Tabular Data Generation

The SynthAIr project developed specialized synthetic data generators to address critical challenges in Air Traffic Management: data scarcity, privacy constraints, and commercial sensitivity. Our tabular data pipeline processes mixed-type operational data including flight schedules, delays, and turnaround times using five complementary approaches, each optimized for different data characteristics and use cases. To learn more, see our research publications: Pre-Tactical Flight-Delay and Turnaround Forecasting with Synthetic Aviation Data and Synthetic Flight Data Generation Using Generative Models.Open-source implementations are available in our tabular generators repositories. Public deliverables describing the tabular data generators are currently under evaluation by the SESAR Joint Undertaking and will be made publicly available upon approval.

Overview

Tabular synthetic data generation in aviation requires handling complex mixed-type datasets with categorical features (airlines, airports, aircraft types), continuous variables (delays, durations), and temporal information (schedules, timestamps).
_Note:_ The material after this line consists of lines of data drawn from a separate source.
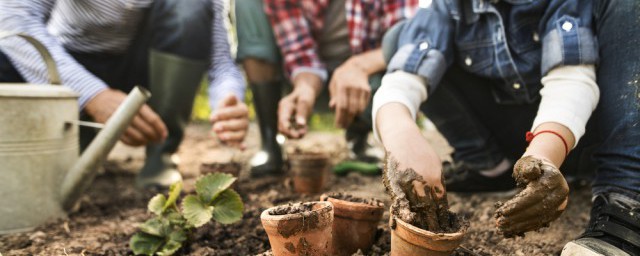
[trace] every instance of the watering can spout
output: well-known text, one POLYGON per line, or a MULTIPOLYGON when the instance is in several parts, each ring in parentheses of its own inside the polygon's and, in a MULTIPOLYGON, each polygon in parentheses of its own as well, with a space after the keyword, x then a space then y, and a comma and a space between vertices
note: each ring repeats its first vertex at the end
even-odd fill
POLYGON ((122 133, 149 97, 151 97, 149 91, 135 87, 85 149, 80 159, 71 167, 61 187, 60 198, 65 210, 73 208, 76 201, 91 184, 98 167, 107 158, 122 133))

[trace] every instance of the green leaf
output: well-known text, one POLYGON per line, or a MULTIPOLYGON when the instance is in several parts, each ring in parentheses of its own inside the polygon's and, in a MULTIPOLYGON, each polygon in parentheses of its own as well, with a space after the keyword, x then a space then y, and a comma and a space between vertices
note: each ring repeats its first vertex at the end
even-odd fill
POLYGON ((187 223, 197 228, 211 220, 213 207, 202 203, 197 196, 188 195, 182 200, 182 213, 187 223))
POLYGON ((178 196, 180 196, 180 192, 182 192, 182 181, 173 183, 173 185, 169 187, 169 198, 162 207, 163 212, 166 211, 169 207, 176 205, 176 201, 178 200, 178 196))
POLYGON ((236 178, 226 173, 212 173, 196 181, 196 192, 200 199, 206 204, 210 204, 222 191, 229 188, 236 178))
POLYGON ((171 235, 169 235, 167 243, 158 251, 158 255, 173 255, 182 247, 182 243, 186 240, 187 235, 182 229, 174 230, 171 235))
POLYGON ((222 224, 231 224, 242 219, 244 205, 240 195, 227 189, 213 202, 213 219, 222 224))
POLYGON ((180 249, 180 247, 182 247, 182 243, 169 241, 164 246, 162 246, 162 249, 160 249, 160 251, 158 251, 158 253, 156 254, 160 256, 173 255, 180 249))
POLYGON ((153 255, 164 243, 164 238, 138 232, 129 240, 129 247, 135 255, 153 255))
POLYGON ((147 209, 150 212, 156 215, 162 215, 164 212, 164 205, 167 202, 167 198, 163 194, 157 194, 151 200, 149 200, 149 204, 147 205, 147 209))
POLYGON ((163 237, 167 234, 166 230, 169 228, 168 221, 162 221, 159 218, 153 218, 147 220, 145 223, 140 224, 138 229, 140 231, 147 233, 149 235, 160 236, 163 237))

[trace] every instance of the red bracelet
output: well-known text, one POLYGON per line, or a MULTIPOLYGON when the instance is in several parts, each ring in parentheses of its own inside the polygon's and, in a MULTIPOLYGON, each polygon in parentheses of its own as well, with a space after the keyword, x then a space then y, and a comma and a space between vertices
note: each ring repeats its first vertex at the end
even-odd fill
POLYGON ((538 136, 541 133, 551 133, 551 134, 554 134, 554 135, 558 136, 558 138, 560 138, 562 140, 562 144, 564 144, 564 151, 566 153, 565 156, 569 155, 569 145, 567 145, 567 141, 564 139, 564 137, 562 137, 562 135, 560 135, 557 132, 551 131, 551 130, 542 130, 542 131, 539 131, 536 134, 533 134, 532 132, 527 132, 527 134, 525 136, 526 139, 527 139, 527 142, 531 143, 533 138, 535 138, 536 136, 538 136))

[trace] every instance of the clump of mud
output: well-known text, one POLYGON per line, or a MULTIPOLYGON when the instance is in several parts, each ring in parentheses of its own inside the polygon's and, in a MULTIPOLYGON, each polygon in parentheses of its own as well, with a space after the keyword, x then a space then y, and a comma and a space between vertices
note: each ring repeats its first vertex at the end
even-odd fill
POLYGON ((242 165, 238 162, 203 163, 200 165, 200 173, 203 175, 208 173, 221 172, 231 174, 234 177, 238 177, 241 169, 242 165))
POLYGON ((454 233, 467 226, 462 216, 449 211, 445 191, 427 184, 413 169, 400 170, 398 166, 387 153, 383 182, 391 195, 393 217, 435 233, 454 233))
POLYGON ((324 201, 327 201, 327 199, 331 197, 331 198, 335 198, 335 199, 339 199, 339 200, 344 200, 344 201, 349 201, 352 203, 363 203, 363 204, 368 204, 371 206, 384 206, 384 203, 382 203, 382 201, 376 199, 376 198, 362 198, 362 197, 357 197, 357 196, 353 196, 351 194, 348 193, 343 193, 343 192, 332 192, 332 193, 327 193, 326 197, 323 198, 324 201))
POLYGON ((270 215, 305 213, 313 210, 313 203, 289 203, 269 210, 270 215))

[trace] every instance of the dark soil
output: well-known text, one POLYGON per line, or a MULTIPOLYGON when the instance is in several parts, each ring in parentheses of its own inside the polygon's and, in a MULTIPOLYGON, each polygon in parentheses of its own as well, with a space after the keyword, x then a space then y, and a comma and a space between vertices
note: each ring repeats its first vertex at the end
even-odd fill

Our approach addresses three fundamental challenges:

Data Scarcity: Limited access to comprehensive flight operations data
Privacy Protection: Commercial sensitivity of operational records
Operational Diversity: Wide range of flight scenarios and conditions

We evaluate generators using the Train on Synthetic, Test on Real (TSTR) methodology across three critical prediction tasks: departure delays, arrival delays, and aircraft turnaround times.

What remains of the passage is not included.